She remembered the day she had discovered the truth about him. A fine rain had been falling from the tinted October sky. She was back to grab her planner, and caught sight of him in an upstairs bedroom of the Gonzales house. He gazed out, bare-chested and tousle-haired, at the coal-colored mountains to the north. Jose was behind him. He rested his chin on her son's naked shoulder and kissed his neck gently. If they had looked down, they would have seen her frozen there.
Kathy had hurried away like a thief. She sat down on her couch and inexplicably removed all her jewelry as her heart jackhammered. She rummaged through her purse searching for her phone to call him, but what would she say? She could not think. Her thoughts had devolved into a weather pattern of reaching and crosshatched association. His delicate manner of talking. His lack of girlfriends. All the time spent with Jose. As a child Atticus had danced with pink flowers in his hair. At four, he cried inconsolably when she slaughtered the June Bug. Sensitive boy...
The violent sound of air brakes outside had woken her, and Kathy rose from the couch and stumbled next door like a concussion victim. She was certain that she had been separated from her son in a final and irrevocable way, and the realization aroused in her sudden, titanic anger. She smacked at the oak panel of the door with her open palm and kneed the lock rail, injuring herself. She was maddened, disoriented, on the verge of, something, she did not know what. Of course, no one had answered her clamoring.
And since that day, Kathy had not seen her son during the daylight hours. When she went down to the basement (for meat from the chest-freezer, or to gather laundry from the dryer) she half-expected to find him in a dark corner, as though he were some new breed of vampire who could no longer coexist with the sun.
She had never confronted Atticus, or outlined her requirements. And she had not told Rick of her discovery. Her mother, dead now fifteen years, would have used the word ineffectual to describe her handling of the situation. It was only because she could not see a way through that would definitely end in her favor.
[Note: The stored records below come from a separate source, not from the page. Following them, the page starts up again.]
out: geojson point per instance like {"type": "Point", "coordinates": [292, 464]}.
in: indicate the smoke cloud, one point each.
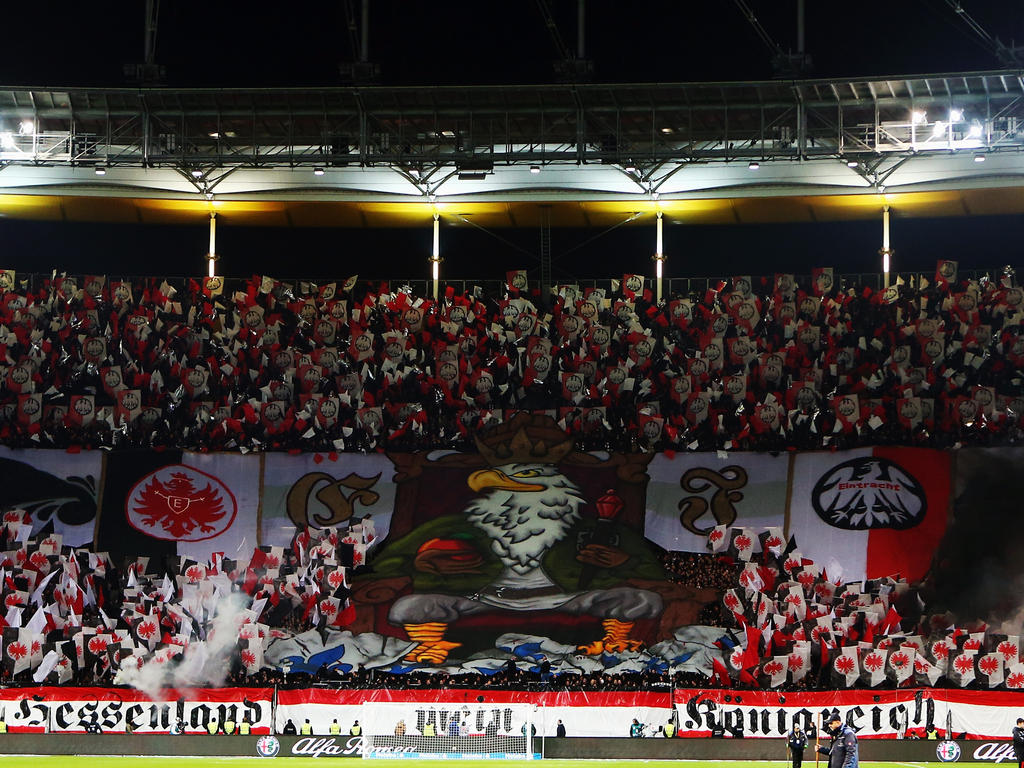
{"type": "Point", "coordinates": [204, 663]}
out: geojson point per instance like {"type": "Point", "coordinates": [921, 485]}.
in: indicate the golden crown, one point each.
{"type": "Point", "coordinates": [525, 439]}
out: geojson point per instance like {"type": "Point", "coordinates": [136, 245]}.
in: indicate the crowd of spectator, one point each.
{"type": "Point", "coordinates": [763, 364]}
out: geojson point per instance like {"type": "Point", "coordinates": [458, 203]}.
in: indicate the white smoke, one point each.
{"type": "Point", "coordinates": [204, 663]}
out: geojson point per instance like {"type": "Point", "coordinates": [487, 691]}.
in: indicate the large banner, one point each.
{"type": "Point", "coordinates": [57, 487]}
{"type": "Point", "coordinates": [70, 710]}
{"type": "Point", "coordinates": [689, 494]}
{"type": "Point", "coordinates": [525, 550]}
{"type": "Point", "coordinates": [971, 714]}
{"type": "Point", "coordinates": [975, 715]}
{"type": "Point", "coordinates": [872, 512]}
{"type": "Point", "coordinates": [877, 511]}
{"type": "Point", "coordinates": [325, 491]}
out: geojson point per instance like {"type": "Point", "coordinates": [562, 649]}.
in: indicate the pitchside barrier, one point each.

The shame of it ate at her.
Kathy drank the strong coffee and agonized.
When the doorbell rang it was May Demming. She stood on the porch in her prune colored corduroys and a baggy white sweat shirt. The shirt had an airbrushed pastel of a wolf and a sunset.
"I'm early," May said. "I know." She held a stack of clipped articles in one shy hand, and a plastic grocery bag in the other.
"Early."
"Yes. For our lunch date. "
"Yes," Kathy said, "Come in, May."
It was not that she had forgotten the meeting. Instead she thought it was likely, when they made the plans, that May would not keep them. May Deming was a recluse by most standards. She had news and groceries delivered to her place on Gomez street. She often worked in her herb garden, rarely leaving her plot of ground.
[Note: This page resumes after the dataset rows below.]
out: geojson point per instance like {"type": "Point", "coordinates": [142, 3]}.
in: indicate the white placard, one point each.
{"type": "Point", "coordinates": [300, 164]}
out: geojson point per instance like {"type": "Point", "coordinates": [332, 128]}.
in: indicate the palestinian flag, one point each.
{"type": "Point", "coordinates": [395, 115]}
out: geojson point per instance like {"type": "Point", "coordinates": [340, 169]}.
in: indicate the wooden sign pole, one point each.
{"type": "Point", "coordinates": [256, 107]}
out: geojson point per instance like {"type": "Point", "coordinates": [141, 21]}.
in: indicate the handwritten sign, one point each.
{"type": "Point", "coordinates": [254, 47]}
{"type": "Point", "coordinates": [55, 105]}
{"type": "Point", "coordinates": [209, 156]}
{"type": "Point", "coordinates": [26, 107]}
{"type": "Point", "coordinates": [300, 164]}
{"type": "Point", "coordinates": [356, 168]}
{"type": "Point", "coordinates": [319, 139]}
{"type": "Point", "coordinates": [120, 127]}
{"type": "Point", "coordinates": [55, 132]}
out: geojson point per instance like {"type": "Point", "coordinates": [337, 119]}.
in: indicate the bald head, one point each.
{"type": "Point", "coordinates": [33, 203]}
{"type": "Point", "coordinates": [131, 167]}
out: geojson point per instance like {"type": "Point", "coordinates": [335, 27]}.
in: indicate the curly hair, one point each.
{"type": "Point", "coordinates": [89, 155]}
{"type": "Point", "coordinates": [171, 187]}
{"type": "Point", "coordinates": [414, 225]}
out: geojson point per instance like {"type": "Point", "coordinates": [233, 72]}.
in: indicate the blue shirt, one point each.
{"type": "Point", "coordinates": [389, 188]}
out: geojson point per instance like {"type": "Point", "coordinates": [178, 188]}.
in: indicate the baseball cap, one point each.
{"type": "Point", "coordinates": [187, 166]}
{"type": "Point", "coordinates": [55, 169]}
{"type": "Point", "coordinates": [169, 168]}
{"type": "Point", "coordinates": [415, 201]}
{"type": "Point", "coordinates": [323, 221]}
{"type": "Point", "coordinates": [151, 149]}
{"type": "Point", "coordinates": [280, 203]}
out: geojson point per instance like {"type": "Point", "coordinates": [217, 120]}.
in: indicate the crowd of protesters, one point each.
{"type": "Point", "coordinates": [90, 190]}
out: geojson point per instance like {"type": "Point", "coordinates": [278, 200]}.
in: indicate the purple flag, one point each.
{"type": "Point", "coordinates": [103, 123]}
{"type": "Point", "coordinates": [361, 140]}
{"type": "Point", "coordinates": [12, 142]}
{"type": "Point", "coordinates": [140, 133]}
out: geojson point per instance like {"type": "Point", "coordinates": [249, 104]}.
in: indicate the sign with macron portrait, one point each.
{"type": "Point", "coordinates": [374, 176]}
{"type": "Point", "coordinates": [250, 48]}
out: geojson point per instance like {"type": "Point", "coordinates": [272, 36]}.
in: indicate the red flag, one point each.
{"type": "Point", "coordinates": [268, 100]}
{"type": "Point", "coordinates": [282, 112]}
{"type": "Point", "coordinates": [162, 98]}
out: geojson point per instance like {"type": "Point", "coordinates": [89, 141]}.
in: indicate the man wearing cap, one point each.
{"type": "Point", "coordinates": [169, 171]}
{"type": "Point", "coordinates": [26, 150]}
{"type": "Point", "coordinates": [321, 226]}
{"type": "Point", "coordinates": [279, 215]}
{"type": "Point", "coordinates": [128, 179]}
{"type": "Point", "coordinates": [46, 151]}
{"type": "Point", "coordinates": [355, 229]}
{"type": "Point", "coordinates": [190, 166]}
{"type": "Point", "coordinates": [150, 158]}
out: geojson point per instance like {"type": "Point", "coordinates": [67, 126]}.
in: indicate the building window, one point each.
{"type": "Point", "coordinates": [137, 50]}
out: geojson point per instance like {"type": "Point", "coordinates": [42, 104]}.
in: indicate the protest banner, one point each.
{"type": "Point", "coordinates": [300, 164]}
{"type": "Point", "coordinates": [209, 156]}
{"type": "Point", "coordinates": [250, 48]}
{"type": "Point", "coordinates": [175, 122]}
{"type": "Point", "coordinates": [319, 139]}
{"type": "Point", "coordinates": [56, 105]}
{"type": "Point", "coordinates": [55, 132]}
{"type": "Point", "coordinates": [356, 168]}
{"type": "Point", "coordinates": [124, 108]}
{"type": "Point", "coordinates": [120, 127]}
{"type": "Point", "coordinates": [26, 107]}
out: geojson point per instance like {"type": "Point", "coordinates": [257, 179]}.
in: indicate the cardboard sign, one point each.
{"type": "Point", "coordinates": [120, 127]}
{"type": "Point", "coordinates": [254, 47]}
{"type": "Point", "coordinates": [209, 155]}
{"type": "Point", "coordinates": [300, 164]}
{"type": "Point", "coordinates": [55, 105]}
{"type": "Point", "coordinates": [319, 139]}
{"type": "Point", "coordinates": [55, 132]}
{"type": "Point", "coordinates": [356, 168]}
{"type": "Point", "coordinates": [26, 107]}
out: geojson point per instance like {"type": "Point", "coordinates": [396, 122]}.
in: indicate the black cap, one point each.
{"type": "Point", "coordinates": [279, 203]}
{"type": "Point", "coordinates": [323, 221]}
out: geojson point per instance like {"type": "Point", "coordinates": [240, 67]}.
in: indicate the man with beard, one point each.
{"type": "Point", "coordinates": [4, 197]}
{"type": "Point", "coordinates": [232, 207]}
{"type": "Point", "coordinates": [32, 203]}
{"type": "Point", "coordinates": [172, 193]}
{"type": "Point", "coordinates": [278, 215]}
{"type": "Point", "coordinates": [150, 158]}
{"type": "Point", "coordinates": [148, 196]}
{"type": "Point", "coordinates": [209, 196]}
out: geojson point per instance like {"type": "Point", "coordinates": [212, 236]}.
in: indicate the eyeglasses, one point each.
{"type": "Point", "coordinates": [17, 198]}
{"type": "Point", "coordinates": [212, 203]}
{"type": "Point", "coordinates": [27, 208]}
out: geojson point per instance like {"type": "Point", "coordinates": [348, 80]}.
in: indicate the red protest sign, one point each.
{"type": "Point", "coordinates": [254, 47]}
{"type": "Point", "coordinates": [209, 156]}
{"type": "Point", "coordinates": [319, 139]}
May sat down in the dining room and Kathy brought in a thermos of coffee and two porcelain mugs. She sat beside May at the table, but then felt a certain resistance to speech, as though her ability to make small conversation had atrophied. It seemed that it required too much effort.
May untied the grocery bag and spread the top, revealing airy clusters of light green leaves.
"It’s lemon balm," she said. "You can use it as a garnish, like mint. It's native to Southern Europe."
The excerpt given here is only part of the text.